If the above is true, then it makes sense that adding visual and social coolness to your product packaging will increase attention and sales to even failing products as the cool score can actually trump other decision influencers. A case in point is that this very approach made big dollars for Proctor and Gamble when it redesigned the packages for Clairol Herbal Essences, a failing brand it bought in 2001 and decided to reinvent, per its packaging appeal in 2006.

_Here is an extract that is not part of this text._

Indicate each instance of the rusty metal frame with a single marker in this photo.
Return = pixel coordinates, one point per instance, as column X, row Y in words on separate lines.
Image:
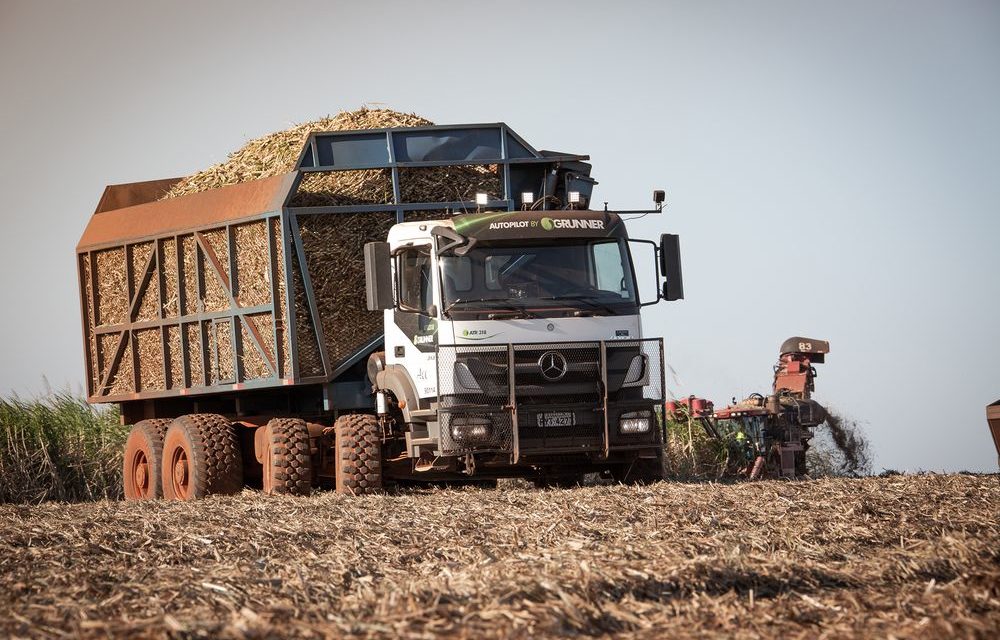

P&G added a total happy appeal to its product, replacing the clunky dull pink rectangle bottle with vibrant-colored, shaped bottles that actually nestled together, making the purchase of the shampoo and conditioner pair more attractive – visually and emotionally. In addition to creating a more energetic shape, they added fun, happy language and changed the names of each product to reflect that new, inviting energy. P&G also uses fun language that reflects the persona of its target consumers and added riddles to the bottles. If you wanted the answer to the riddle on the shampoo bottle, you needed the conditioner, too. Post-repackaging, with a more vibrant, fun, shaped bottle and adding elements of happiness through language and interaction, sales soared. Products like Color Me Happy and Hello Hydration rose to the Top 10 products for shampoo sales in 2014, according to research from Statista.

In recent years, McDonald’s jumped on the happiness bandwagon with its 2014 Super Bowl advertisement, “Pay With Lovin.”Instead of focusing on its products or building appeal for new products, the entire 60-second TV spot showed cashiers surprising customers by telling them to pay for their purchase with gestures of love toward another instead of money. The impact of happy customers doing happy dances and calling home to say “I love you, Mom” produced some happy results for McDonald’s, as well as happy customers. In just two weeks of running the ad, the McDonald’s brand perception rating went from 30 percent positive or neutral to 85 percent positive or neutral, per a March 2015 article on adweek.com.

Aligning with happiness seems to be working well for Coca-Cola, too. It has a website dedicated to happiness quotes, music and tips. Its corporate social responsibility program is built all around giving people free gifts out of Coke vending machines at shopping malls, the Happiness Truck in underprivileged communities worldwide, and so much more. I’m pretty sure the marketing team and shareholders alike are happy with the brand’s 96 million likes on Facebook and sales of more than 1.7 billion servings of its product daily.

How you can add happiness to your brand’s marketing:

1. Learn What Moves Your Customers: Every personality has style, color, energy, art and more preferences. What are those associated with your target consumer? I was working with an agency that creates ads for auto dealers. We did a psychology-based marketing audit of its customers for a specific car and learned the creative was spot-off in its ads. The psychology profile for potential buyers was bright colors, high-energy visuals, and action/adventure-oriented themes. Its ad featuring a white car, sitting still in a parking lot, was doing nothing. We changed it up and changed response.

2. Know Your Data: Skip the transactional data and focus on behavioral data that is aligned with emotions. As mentioned earlier, we learned from neuromarketers that 90 percent of our thoughts and subsequent actions are driven by emotions, not conscious thought processes upon which our past transactions are based. Invest in programs that help you understand patterns, attitudes, emotional needs based upon behavior science, generational and cultural influences.

3. Share the Love: Remember, customers are people with strong emotional needs that go far beyond the products they purchase. And they are more than a name on a data field with a dollar value assigned to it. Create customer journeys that provide joy, relief and comfort along the way with your brand, and put in place return policies and customer service protocols that make them “Happy” when working with you vs. frustrated or anxious.

Most importantly, have fun creating opportunities for your customers and speaking with them on their terms, and from their own persona. When you have fun and create happiness on the job, it is simply contagious. And that’s a good thing to spread.